Todos os debates, assim como as histórias contidas nos audioguias, foram extraídas de 250 entrevistas feitas pelos três criadores da ação com a vizinhança dos dois espaços.
Durante o processo criativo da obra, o trio passou a frequentar os locais em diferentes períodos do dia, constatando o padrão de sociabilidade desses ambientes. “Vivi como um cachorro nos últimos dois meses”, afirma a atriz, agora num tom de brincadeira.

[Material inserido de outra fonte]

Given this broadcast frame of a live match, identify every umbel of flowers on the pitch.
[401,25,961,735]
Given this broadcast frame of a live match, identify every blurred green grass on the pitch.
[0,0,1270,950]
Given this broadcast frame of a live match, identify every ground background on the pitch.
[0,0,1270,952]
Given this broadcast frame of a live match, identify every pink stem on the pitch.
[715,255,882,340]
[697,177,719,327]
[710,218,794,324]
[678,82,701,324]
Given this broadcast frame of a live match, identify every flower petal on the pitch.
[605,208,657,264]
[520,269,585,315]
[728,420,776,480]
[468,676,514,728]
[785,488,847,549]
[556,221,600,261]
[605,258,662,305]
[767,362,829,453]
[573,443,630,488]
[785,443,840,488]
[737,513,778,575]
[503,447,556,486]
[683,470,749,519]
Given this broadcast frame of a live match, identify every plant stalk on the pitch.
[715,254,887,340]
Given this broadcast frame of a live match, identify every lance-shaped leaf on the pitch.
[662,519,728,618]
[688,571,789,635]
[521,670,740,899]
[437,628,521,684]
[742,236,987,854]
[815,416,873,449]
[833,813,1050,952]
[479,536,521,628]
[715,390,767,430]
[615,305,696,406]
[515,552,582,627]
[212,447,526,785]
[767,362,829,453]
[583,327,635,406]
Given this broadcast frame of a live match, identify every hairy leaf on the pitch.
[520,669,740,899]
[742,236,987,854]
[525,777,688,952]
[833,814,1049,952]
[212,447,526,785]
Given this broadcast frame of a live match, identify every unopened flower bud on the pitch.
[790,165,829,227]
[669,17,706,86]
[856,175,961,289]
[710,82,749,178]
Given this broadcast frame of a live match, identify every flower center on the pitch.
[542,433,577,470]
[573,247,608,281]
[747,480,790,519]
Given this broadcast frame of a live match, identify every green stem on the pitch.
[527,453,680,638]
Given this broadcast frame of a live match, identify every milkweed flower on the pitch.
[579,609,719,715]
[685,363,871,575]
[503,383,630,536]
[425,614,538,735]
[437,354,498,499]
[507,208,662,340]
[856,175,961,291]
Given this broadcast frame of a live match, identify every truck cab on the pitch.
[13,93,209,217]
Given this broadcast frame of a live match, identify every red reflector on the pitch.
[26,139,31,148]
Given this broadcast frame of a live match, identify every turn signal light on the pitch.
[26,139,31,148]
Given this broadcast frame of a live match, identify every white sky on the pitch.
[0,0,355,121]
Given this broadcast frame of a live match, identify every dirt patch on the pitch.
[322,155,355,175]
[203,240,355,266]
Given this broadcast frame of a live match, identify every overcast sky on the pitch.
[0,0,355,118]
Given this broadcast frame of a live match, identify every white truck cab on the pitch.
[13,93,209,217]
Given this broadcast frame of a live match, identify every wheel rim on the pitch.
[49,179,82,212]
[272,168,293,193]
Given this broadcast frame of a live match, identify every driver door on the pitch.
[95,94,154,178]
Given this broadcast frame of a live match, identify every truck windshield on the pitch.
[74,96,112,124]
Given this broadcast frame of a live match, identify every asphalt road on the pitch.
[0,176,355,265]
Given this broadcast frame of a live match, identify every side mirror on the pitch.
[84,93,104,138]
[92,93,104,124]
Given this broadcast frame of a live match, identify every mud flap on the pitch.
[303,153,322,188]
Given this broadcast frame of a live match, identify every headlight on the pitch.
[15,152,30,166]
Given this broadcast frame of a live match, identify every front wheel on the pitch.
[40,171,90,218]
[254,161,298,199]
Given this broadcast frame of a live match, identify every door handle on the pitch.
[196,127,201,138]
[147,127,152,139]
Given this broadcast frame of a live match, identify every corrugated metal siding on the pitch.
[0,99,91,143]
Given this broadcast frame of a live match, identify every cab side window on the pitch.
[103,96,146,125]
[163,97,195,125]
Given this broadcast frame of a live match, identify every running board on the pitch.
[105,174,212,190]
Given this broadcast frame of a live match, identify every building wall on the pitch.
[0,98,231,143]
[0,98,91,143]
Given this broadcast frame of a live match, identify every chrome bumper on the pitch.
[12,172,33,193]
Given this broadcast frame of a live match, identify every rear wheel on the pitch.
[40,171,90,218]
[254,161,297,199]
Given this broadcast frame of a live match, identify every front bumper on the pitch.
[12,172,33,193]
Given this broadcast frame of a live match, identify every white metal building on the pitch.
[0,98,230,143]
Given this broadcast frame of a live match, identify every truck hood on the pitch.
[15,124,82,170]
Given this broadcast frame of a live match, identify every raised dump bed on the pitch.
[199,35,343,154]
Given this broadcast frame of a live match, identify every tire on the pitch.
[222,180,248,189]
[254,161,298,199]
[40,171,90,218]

No Parque Augusta, os cachorros ficam mais encoleirados, seguindo os donos a todo momento, diz Bonelli. Já na praça Roosevelt, o clima é mais descontraído. Os pets circulam livremente pelo local e podem brincar à vontade. Enquanto isso, os donos, quase sempre jovens e skatistas, se agrupam em rodinhas para papear.
Nesse sentido, as tramas dos audioguias são todas inspiradas em fatos. Escrita por Antonio Prata e Carol Tilkian, “Dor de Cão” conta a história de Jorge, que percebe invejar a relação da ex-namorada com o seu husky siberiano. Já “O Espírito do Amor Verdadeiro”, texto criado por Ivam Cabral, um dos fundadores da companhia Os Satyros, discorre sobre a escolha do cachorro pelo seu dono.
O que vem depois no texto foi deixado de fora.